The earliest trackways were simple brushwood structures, one of which dated to 2870-2490 cal BC showed evidence for both stone and metal tools, providing the earliest evidence of the use of metal axes in Ireland. The late Bronze Age and early Iron Age structures were more numerous and more substantial, many being multi-phase structures with wooden material up to 1.44m deep. One of these, Edercloon 12/13, had four layers laid down between the mid to late Bronze Age and the early Iron Age.

In addition to the wooden structures, the site is remarkable for the assemblage of 46 wooden artefacts that were discovered and were examined for an MA by the volume author. These include 9 bowls, dishes, tubs and troughs and a lid, mainly dating to the late Bronze Age/early Iron Age. The remains of three wheels were found, the earliest from the late Bronze Age being a surviving third of a tripartite block wheel, the earliest know example from Ireland. The other two were wheel rim fragments (felloes) one of iron Age date and the other from the early medieval period.

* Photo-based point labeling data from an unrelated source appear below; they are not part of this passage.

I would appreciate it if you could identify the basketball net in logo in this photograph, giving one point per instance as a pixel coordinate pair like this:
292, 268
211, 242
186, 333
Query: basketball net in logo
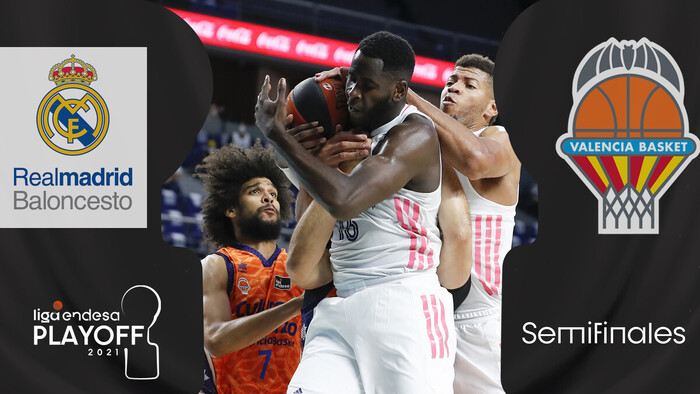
628, 136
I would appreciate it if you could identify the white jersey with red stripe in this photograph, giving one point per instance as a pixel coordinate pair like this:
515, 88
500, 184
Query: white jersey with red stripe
392, 240
492, 238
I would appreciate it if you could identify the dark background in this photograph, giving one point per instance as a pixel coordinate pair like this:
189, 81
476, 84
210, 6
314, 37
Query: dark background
92, 268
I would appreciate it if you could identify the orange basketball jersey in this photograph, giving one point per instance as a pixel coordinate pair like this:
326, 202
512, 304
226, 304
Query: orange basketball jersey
254, 285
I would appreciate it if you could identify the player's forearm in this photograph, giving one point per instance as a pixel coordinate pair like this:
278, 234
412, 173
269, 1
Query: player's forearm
324, 184
469, 154
306, 264
234, 335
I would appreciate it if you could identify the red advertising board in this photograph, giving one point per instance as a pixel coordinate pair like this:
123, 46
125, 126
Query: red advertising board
306, 48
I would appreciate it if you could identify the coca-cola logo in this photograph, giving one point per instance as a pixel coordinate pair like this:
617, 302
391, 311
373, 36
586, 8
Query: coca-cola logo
203, 28
316, 50
426, 71
279, 43
239, 35
343, 56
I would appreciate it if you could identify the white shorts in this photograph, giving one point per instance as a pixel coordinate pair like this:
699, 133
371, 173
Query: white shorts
396, 337
478, 359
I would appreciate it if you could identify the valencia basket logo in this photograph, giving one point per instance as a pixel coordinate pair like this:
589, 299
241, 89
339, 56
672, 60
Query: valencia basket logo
628, 137
72, 118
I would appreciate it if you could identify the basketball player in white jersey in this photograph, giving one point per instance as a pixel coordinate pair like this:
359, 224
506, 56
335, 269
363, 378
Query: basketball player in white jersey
390, 329
490, 173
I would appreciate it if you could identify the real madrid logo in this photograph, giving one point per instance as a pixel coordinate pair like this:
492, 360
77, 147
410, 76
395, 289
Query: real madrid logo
72, 118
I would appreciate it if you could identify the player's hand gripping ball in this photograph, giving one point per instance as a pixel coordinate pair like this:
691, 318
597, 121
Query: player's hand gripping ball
322, 101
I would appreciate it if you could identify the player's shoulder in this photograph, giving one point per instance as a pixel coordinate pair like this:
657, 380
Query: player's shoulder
492, 131
414, 126
214, 269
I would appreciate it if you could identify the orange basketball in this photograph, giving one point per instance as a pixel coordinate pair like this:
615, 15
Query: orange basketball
324, 101
628, 106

Other finds included two yew spears, two mallets, and ‘L’ shaped handle, a sloe ‘club’, yew withies, a swingle tree and two decorative ‘walking sticks’ formed of honeysuckle grown around hazel rods. A mid to late Iron Age trackway yielded an interesting flat ash timber with six well made lap joints with evidence of dowels, possibly part of a cart or sledge.

The wooden structures and artefacts are well illustrated with plans, drawings and colour photographs and the text is clear and not verbose. The volume represents a much delayed excavation publication, but it will remain a significant one not just for the detailed analysis of the wooden structures but probably more importantly for the wealth of later prehistoric wooden artefacts from the site.